Shuguang's project abstract
Information Extraction (10-707) Project Proposal
Contents
Team Member
Shuguang Wang [swang@cs.pitt.edu]
Problem
In this project, we will work on an open information extraction (IE) problem. In an open domain, we can not assume the relations are predetermined before query time. Several projects/systems have been proposed for open information extraction task. They used various ways to construct training data and train a model for each type of relations. In this project, we would look at the problem from a different perspective.
Noun phrases are usually seen as potential entities mentioned in the text, and the relations (if any) between them were represented in the context of them. Given the input of list of noun phrase pairs and their context, can we identify some interesting relations by building a single classifier?
Plan
Current open IE approaches try to determine if a string of text is a certain type of relation between two entities. In this project we determine if a string of text from the context represents an interesting relation between two entities. A natural way to deal with it is to treat it as a classification problem.

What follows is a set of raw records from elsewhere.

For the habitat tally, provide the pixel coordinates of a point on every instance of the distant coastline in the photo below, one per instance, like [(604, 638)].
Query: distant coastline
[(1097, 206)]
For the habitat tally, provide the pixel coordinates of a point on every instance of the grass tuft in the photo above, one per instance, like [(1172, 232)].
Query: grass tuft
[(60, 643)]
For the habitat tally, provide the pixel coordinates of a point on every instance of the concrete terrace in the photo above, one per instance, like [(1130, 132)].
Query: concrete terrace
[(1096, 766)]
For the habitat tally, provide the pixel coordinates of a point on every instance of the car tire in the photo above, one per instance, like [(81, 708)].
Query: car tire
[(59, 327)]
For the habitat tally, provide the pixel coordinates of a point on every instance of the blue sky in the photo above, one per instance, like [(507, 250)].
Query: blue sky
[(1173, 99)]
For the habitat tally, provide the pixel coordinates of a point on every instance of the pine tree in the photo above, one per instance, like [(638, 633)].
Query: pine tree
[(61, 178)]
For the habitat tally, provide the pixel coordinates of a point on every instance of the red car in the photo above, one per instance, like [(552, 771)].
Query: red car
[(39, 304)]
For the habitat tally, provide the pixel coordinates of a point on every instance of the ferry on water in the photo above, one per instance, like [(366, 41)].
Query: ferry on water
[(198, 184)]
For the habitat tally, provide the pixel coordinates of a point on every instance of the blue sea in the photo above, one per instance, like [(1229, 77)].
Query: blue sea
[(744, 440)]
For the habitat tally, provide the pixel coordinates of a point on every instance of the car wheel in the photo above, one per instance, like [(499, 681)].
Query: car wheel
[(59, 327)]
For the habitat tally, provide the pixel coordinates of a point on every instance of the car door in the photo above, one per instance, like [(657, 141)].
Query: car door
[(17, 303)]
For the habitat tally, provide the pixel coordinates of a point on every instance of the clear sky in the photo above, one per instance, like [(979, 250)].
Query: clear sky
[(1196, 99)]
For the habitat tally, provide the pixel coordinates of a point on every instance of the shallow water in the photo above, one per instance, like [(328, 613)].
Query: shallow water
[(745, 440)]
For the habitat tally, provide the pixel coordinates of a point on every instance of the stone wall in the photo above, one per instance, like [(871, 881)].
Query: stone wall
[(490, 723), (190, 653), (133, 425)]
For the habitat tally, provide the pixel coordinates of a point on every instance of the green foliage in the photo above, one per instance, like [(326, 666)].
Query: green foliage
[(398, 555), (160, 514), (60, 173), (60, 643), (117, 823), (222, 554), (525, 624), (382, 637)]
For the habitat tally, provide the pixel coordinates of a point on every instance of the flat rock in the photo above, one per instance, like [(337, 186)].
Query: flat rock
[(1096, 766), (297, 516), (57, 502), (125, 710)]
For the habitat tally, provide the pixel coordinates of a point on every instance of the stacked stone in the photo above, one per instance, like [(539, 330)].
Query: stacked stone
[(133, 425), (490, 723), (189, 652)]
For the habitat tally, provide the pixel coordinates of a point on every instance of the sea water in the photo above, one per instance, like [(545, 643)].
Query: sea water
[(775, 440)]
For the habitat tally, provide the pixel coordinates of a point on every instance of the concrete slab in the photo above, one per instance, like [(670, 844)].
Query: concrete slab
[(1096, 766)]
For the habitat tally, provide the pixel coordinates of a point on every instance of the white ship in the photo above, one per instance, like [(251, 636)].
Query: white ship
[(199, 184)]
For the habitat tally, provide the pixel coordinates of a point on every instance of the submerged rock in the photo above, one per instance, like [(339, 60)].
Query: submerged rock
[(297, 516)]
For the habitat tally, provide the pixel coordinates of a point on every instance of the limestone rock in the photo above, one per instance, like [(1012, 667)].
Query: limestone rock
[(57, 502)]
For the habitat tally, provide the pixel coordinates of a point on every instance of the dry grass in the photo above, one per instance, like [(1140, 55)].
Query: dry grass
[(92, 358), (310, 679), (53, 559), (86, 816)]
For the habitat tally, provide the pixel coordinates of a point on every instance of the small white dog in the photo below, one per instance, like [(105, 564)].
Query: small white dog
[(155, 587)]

There are at least a couple of issues that I am not very clear about this task yet. I would need to look at the data and see exactly what we can do about it. First, we need to explore different possible features. Second, we may need to generate training data for the classifier as we may not have the labels.
Motivation
This task can be seen as a complement to other open Information Extraction projects such as KnowItAll and ReadTheWeb.
Dataset
We should have the access to ReadTheWeb data for this task.
Techniques
Standard classification methods will be used.
Evaluation
The task will be evaluated by human (myself) on a set of randomly selected text. If time permits, I would also try to use the extracted relations in some IR tasks to see if the extracted relations are useful in practice.
My Expertise
I do not really have much superpower on this task. But I am familiar with many machine learning frameworks, and have been working with text data for some time in NLP and IR tasks.